I'm very interested in approaches like license-checker's as hints for manual reviewers. For example, licensee optionally applies third-party conclusions about the licenses of some well known packages from npm-license-corrections. We could potentially use automated hints to create more entries in that package, especially for popular or otherwise important packages.

ronkorving commented 4 years ago

Rather than NLP, one could hash a license file (although it often contains an author's name, which defeats the purpose) - so... yeah, maybe not.

Funnily enough though, GitHub has a built-in detection feature as you may have noticed before, which uses the Ruby gem Licensee which also uses some heuristics to detect the license (in a better way I think than the aforementioned license-checker). So it wouldn't be without precedent.

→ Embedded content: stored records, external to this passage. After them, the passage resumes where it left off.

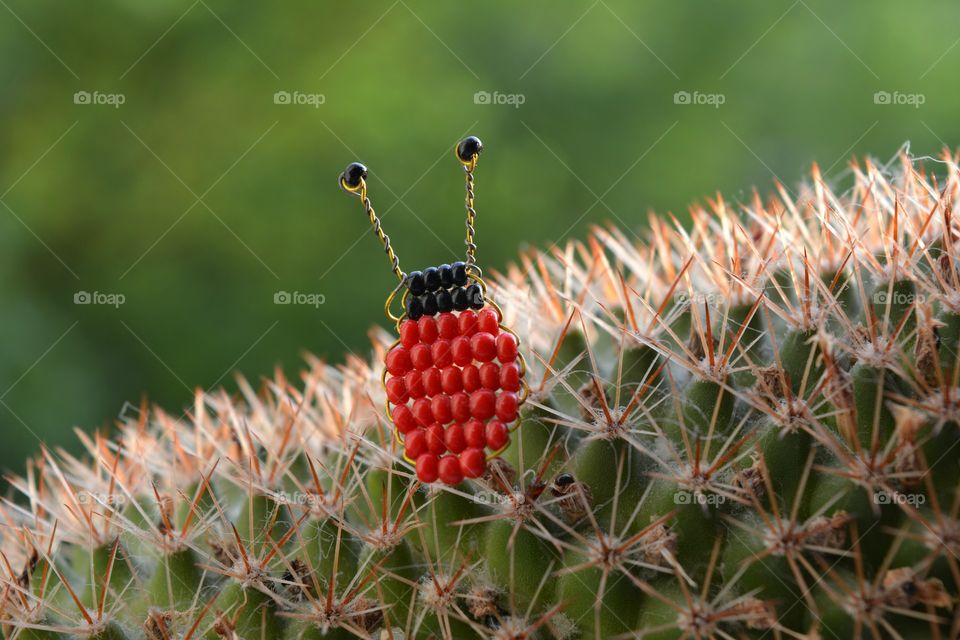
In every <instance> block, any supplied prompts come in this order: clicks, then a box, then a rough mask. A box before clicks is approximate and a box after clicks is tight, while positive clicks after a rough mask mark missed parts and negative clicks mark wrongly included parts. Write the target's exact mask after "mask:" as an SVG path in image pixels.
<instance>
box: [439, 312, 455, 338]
mask: <svg viewBox="0 0 960 640" xmlns="http://www.w3.org/2000/svg"><path fill="white" fill-rule="evenodd" d="M437 328H438V329H439V330H440V337H441V338H444V339H445V340H453V339H454V338H456V337H457V336H458V335H460V322H459V321H458V320H457V316H455V315H453V314H452V313H449V312H448V313H441V314H440V315H439V316H437Z"/></svg>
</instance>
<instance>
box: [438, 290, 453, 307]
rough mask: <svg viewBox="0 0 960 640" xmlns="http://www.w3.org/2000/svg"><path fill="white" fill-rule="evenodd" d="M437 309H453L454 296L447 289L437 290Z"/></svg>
mask: <svg viewBox="0 0 960 640" xmlns="http://www.w3.org/2000/svg"><path fill="white" fill-rule="evenodd" d="M437 311H439V312H440V313H446V312H447V311H453V296H452V295H450V292H449V291H447V290H446V289H441V290H440V291H437Z"/></svg>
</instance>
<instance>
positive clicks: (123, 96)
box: [73, 91, 127, 109]
mask: <svg viewBox="0 0 960 640" xmlns="http://www.w3.org/2000/svg"><path fill="white" fill-rule="evenodd" d="M126 101H127V96H125V95H123V94H122V93H102V92H100V91H77V92H76V93H74V94H73V104H82V105H96V106H109V107H113V108H114V109H119V108H120V105H122V104H123V103H125V102H126Z"/></svg>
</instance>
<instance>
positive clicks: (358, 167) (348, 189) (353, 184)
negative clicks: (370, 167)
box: [340, 162, 367, 191]
mask: <svg viewBox="0 0 960 640" xmlns="http://www.w3.org/2000/svg"><path fill="white" fill-rule="evenodd" d="M366 178H367V168H366V167H365V166H363V165H362V164H360V163H359V162H351V163H350V164H348V165H347V168H346V169H344V170H343V173H341V174H340V186H341V187H343V188H344V189H345V190H347V191H356V190H357V189H359V188H360V185H361V184H363V181H364V180H366Z"/></svg>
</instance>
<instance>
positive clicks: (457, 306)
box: [450, 287, 470, 311]
mask: <svg viewBox="0 0 960 640" xmlns="http://www.w3.org/2000/svg"><path fill="white" fill-rule="evenodd" d="M450 296H451V297H452V298H453V308H454V309H456V310H457V311H466V310H467V309H469V308H470V298H468V297H467V290H466V289H464V288H463V287H457V288H456V289H454V290H453V291H451V292H450Z"/></svg>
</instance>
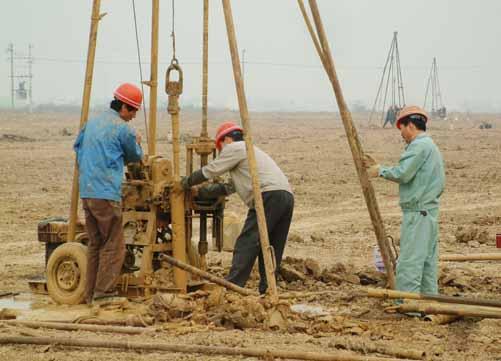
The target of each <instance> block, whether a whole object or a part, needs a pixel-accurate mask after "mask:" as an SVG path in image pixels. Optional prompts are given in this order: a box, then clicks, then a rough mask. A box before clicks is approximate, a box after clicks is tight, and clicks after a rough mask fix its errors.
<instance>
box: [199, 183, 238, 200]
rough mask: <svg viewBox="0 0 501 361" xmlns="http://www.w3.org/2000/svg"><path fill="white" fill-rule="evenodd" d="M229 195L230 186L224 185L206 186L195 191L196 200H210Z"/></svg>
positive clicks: (209, 184)
mask: <svg viewBox="0 0 501 361" xmlns="http://www.w3.org/2000/svg"><path fill="white" fill-rule="evenodd" d="M229 194H231V189H230V185H228V184H224V183H215V184H208V185H205V186H202V187H200V188H199V189H198V190H197V199H200V200H210V199H217V198H219V197H221V196H227V195H229Z"/></svg>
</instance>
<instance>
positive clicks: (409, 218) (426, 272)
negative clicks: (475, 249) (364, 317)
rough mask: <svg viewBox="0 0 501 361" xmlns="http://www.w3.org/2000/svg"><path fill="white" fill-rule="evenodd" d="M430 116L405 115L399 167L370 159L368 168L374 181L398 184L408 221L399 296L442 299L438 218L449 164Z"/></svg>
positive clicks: (397, 165)
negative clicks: (428, 118) (434, 128)
mask: <svg viewBox="0 0 501 361" xmlns="http://www.w3.org/2000/svg"><path fill="white" fill-rule="evenodd" d="M427 122H428V115H427V114H426V113H425V112H424V110H422V109H421V108H419V107H417V106H407V107H404V108H403V109H402V111H401V112H400V114H399V116H398V119H397V128H398V129H400V134H401V135H402V138H403V139H404V140H405V142H406V143H407V146H406V147H405V151H404V152H403V153H402V155H401V156H400V161H399V164H398V165H396V166H393V167H385V166H380V165H379V164H377V163H376V161H375V160H374V159H372V157H370V156H369V155H366V156H365V159H364V166H365V167H366V168H367V170H368V172H369V175H370V176H371V177H382V178H384V179H387V180H390V181H393V182H396V183H399V185H400V187H399V193H400V207H401V208H402V213H403V218H402V225H401V228H400V230H401V231H400V256H399V258H398V262H397V275H396V276H397V277H396V278H397V285H396V287H397V290H399V291H408V292H417V293H430V294H436V293H438V281H437V274H438V214H439V206H440V196H441V195H442V192H443V191H444V186H445V172H444V162H443V159H442V155H441V154H440V151H439V149H438V147H437V146H436V145H435V143H434V142H433V140H432V139H431V137H430V136H428V135H427V134H426V125H427Z"/></svg>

kemitchell commented 4 years ago

Every method for determining licenses algorithmically represents a trade-off. Relying on package.json isn't perfectly error-proof. licensee optionally supports relying on npm-license-corrections, which entails its own risks and rewards, too. It's very clear what the program does, and that helps users decide how to work with its output.

A problem with heuristics, even for the kind of simpler problem that spdx-correct addresses, becomes inscrutable, fast. It isn't transparent how the conclusions get made, which makes it less clear how or how much to rely on them.

I'm definitely open to adding flags to licensee to support other heuristics. But that does get complex fast. In particular, when we start looking outside package.json's license property, we have to decide how to handle conflicts. What if the NLP README scanner disagrees with package.json?

For now, I think licensee strikes a very transparent, and therefore usable, balance. If you see efforts to do more broad-ranging license detection, especially in the form of a reusable library, rather than another freestanding utility, I'd appreciate a note about it. But I don't want to mislead you: I don't feel personally motivated to make licensee the "home" for that new and different effort right now. It's not something I see a lot of demand for in my day-to-day. I advise clients on license compliance pretty regularly.

ronkorving commented 4 years ago

I appreciate everything you say here, and agree that solving this should not really be done in this package. If a good library-solution exists (I haven't seen one), we could consider using it based on how strict it is perhaps, but if not, I guess that should then be the end of the conversation :) I may build a very strict library myself some day, but for now we'll leave it here.

Thanks for your feedback.

kemitchell commented 4 years ago

Of course, @ronkorving! I'm grateful for the chance to write out my reasons, which only happened thanks to you.